Richter was silent for several seconds. "Jealous? I never thought of it that way."

"He was your friend, closer to you than any of your family. Until JoLynn showed up."

"You are a very smart young woman. And another smart young woman in my family will be headed for school, despite being devastated by her father's arrest. I've convinced Adele to soften her approach with Simone, support the girl's dream rather than beat her down," he said.

"Good for you. Simone is very special. And how's JoLynn?"

"Making amazing progress. The young are so resilient. We have the physical therapists coming every day. But Ms. Norman's days are numbered. I'm working on patience and acceptance, but she's trying me, Abby. And she's chased Estelle off. That young woman was the hardest worker I think I've ever had."

You have no idea, I thought. He then gave me an open invitation to the ranch and I told him to expect me often, especially when Otto was cooking pork roast.

Not long after I hung up, my doorbell rang and to my surprise, I saw Cooper Boyd on my security monitor. He was wearing street clothes, which seemed odd if he was in town to talk over the case with DeShay and Chavez.

After I let him in, I opened my arms for a hug. "I don't think I got to thank you for being such a great partner."

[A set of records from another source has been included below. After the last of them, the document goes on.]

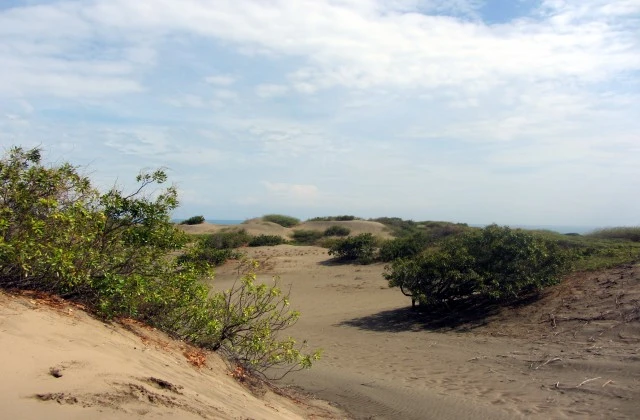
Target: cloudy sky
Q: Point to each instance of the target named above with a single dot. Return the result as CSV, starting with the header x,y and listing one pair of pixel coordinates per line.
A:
x,y
506,111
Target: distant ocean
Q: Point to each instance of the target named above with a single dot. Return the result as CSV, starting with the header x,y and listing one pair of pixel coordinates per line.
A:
x,y
215,221
224,221
555,228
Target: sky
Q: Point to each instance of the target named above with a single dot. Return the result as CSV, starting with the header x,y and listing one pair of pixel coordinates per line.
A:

"I'm the one who should be thanking you. You figured out Ian stole his daughter's camera, not to mention that he confiscated those pictures and told Kent Dugan JoLynn was at Magnolia Ranch."

"You ever need someone to interview eighteen-yearold girls, I guess I'm your woman. I feel bad for Simone, though. Her father was the typical good-guy parent as opposed to her bad-guy mom. She adores Ian."

"Maybe she'll adore him less when she realizes exactly what he did."

"You mean when she has all the facts? Facts are important to you, Cooper Boyd," I said with a wry grin.

"Cut me some slack, Abby. I'm newly unemployed."

"What are you talking about?" I said.

"I quit. I'll go back to help my successor, but today I'm in town to hunt for an apartment. I've had no luck with the classifieds and decided I needed your help again. Got any ideas where I should start looking?"

"I have a former client who's a Realtor. Her name is Emma Lopez and I'd love to see her again. But you're skipping past the important part. Why did you quit?"

"I gave small-town police work my best shot, but this case? I realized I'm not done working the bigger crimes. I've been offered reinstatement in the Houston FBI office. They didn't want me to leave DC in the first place, but . . . never mind. Let's save my history for another time."

"Sure. Come into my office and I'll look up Emma's number," I said.

He took out his cell phone and flipped it open. "While you're at it, I'd like to add Kate's number to my address book. I sort of forgot to get that important piece of information."

I rattled it off, thinking that this day had gone very well.